We don't get a full high-def presentation, but this 720p transfer absolutely bursts at the seams with detail. Aspect ratios fluctuate along the way, but most fall somewhere between 1.66:1 and 2.20:1. Color reproduction is fantastic, black levels are rock solid, textures are flawless and compression issues are basically nil. To be perfectly honest, it's amazing that such a diverse collection of content has been presented in uniformly excellent quality. Simply put, even those with modest home theater setups will enjoy getting lost in MindCandy's dense, jaw-dropping visuals. A top-notch effort all the way!
It doesn't sound bad, but the audio presentation is definitely a disappointment. Presented in a standard-def Dolby Digital 2.0 mix, the music isn't nearly as powerful as the visuals...and oddly enough, even Volume 2's audio was granted a 5.1 track.

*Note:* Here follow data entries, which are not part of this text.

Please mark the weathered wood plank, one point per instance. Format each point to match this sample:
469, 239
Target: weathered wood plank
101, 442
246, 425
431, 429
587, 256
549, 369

I'll be honest, though, and admit that MindCandy's visuals are much more of a selling point, but the lack of effort here doesn't make a whole lot of sense. Optional subtitles are provided during the audio commentaries, for those unfamiliar with European accents.
Seen below, this two-disc combo pack arrives in a dual-hubbed Blu-Ray case, along with an insert booklet filled with demo descriptions and technical details. The menu presentation is a bit awkward at times, but it loads fast and covers the basics nicely. This whopping 219-minute main feature is divided into 39 chapters (one per demo) and no obvious layer change was detected on the region-free disc.
Next up are Additional Clips (here dubbed "An Intro to Intros", 19 minutes) of extremely short demos. These are all under 64kb each and demonstrate just as much creativity, flair and style as many of those found during the main feature. Pound for pound, this is probably the most satisfying extra of the bunch.
Also here is a meaty collection of NVScene Presentations from the 2008 event in San Jose, CA. Highlights include "History of the Demoscene (66 minutes), "Deconstructing Demos: From Conception to Performance" (86 minutes) and "The Other Side of Demo Programming" (50 minutes). All told, there's over 8 hours of footage in this section alone and most of what I sampled was entertaining stuff.
Closing things out is a brief selection of footage from RVScene ("America's Biggest Four-Wheeled Demoparty!", 8 minutes) and a slideshow-type presentation of Production Notes by James Leonard. The latter is pretty in-depth and much more compelling than what "production notes" usually implies.
Also included is a DVD Copy of the main feature on one dual-layered disc, which looks fine and sounds exactly the same. The audio commentaries are also included, but none of the other extras listed above. A welcome gesture of perfectly good quality, but hardly a substitute for its high-def counterpart.
MindCandy, Volume 3 is certainly a unique release: it's more of a music video collection than anything else, and even that term doesn't quite do it justice. Pulsing, vibrant images sync up quite well with original music, creating a spontaneously creative atmosphere rivaled only by previous volumes. FuseCon's combo pack release hits just about every mark, exceeding expectations in the video and extra departments but falling short in the audio. Either way, you'd be hard-pressed to find a more unique demo disc, so all interested parties should consider MindCandy, Volume 3 firmly Recommended.
NOTE: The above captures were obtained from the DVD edition and do not represent the 720p native resolution.